Fisicamente o estresse aparece quando o organismo é submetido à uma nova situação, como uma cirurgia ou uma infecção, por exemplo, ou, do ponto de vista psicoemocional, à uma situação entendida como de ameaça. De qualquer forma, trata-se de um organismo submetido à uma situação nova (física ou psíquica), pela qual ele terá de lutar para adaptar-se, conseqüentemente, sobreviver. Portanto, o estresse é um mecanismo indispensável para a manutenção da adaptação à vida, indispensável pois, à sobrevivência.
Esgotamento

Atualmente esse termo é de uso corrente entre as pessoas participantes daquilo que chamamos vida moderna. Ninguém gosta de pensar na Ansiedade, no Estresse, no Esgotamento ou na Depressão como formas de algum transtorno emocional, é claro. Isso pode parecer muito próximo do descontrole, da “piração” ou da loucura e, como de fato, todos temos a possibilidade de, pelo menos uma vez na vida, sermos afetados pelo estresse, pelo esgotamento ou pela depressão, então será melhor não considerá-los como formas de algum transtorno emocional.

O que popularmente (e corretamente) se conhece por esgotamento teria origem em duas ocasiões (Figura 1): primeiro, quando a situação à qual a pessoa terá que se adaptar (estímulo externo ou interno) for suficientemente importante e duradoura para gerar forte tensão. Nesse caso haverá esgotamento por falência adaptativa, devido aos esforços (emocionais) para superar uma situação de forte tensão, normalmente considerada provocativa do ponto de vista subjetivo ou objetivo (situação b da Figura 1). Isso quer dizer que o estímulo necessário para desencadear o estresse seria ameaçador tanto para a pessoa que a ele está reagindo, quanto para outras pessoas submetidas à mesma situação.

Figura 1 – Situação de estressores.
Condição A: pessoa com estrutura normal suportando estressores normais da vida (valor 1). Menores chances de ruptura.
Condição B: pessoa com estrutura normal suportando estressores muito mais pesados (valor 3). Maiores chances de ruptura.
Condição C: pessoa com estrutura afetiva mais frágil suportando estressores normais da vida (valor 1).
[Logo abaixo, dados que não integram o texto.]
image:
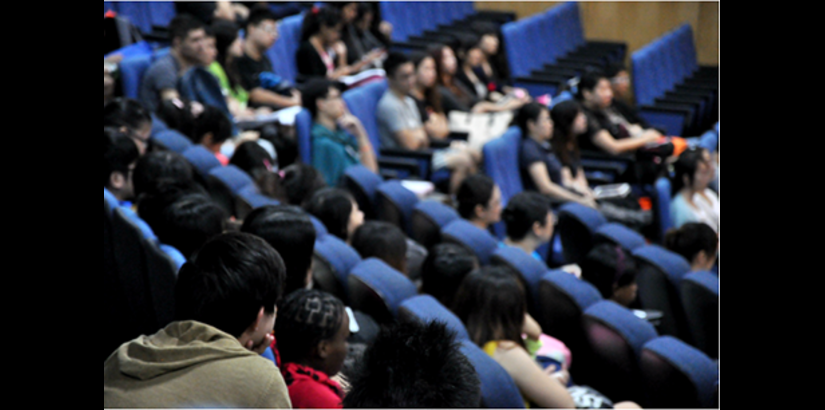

Maiores chances de ruptura.

Em segundo lugar, o esgotamento ocorre quando a pessoa não dispõe de estabilidade emocional suficientemente adequada para adaptar-se a vários aspectos da vida cotidiana. Os estímulos estressores, nesse caso, são estressores exclusivamente para essa determinada pessoa, portanto, objetivamente falando, são estímulos não tão traumáticos (situação c da Figura 4). Isso quer dizer que a pessoa sucumbiria emocionalmente a situações não tão aversivas para outras pessoas colocadas na mesma situação mas, não obstante, particularmente agressivas a ela. Seria uma ameaça subjetivamente representada.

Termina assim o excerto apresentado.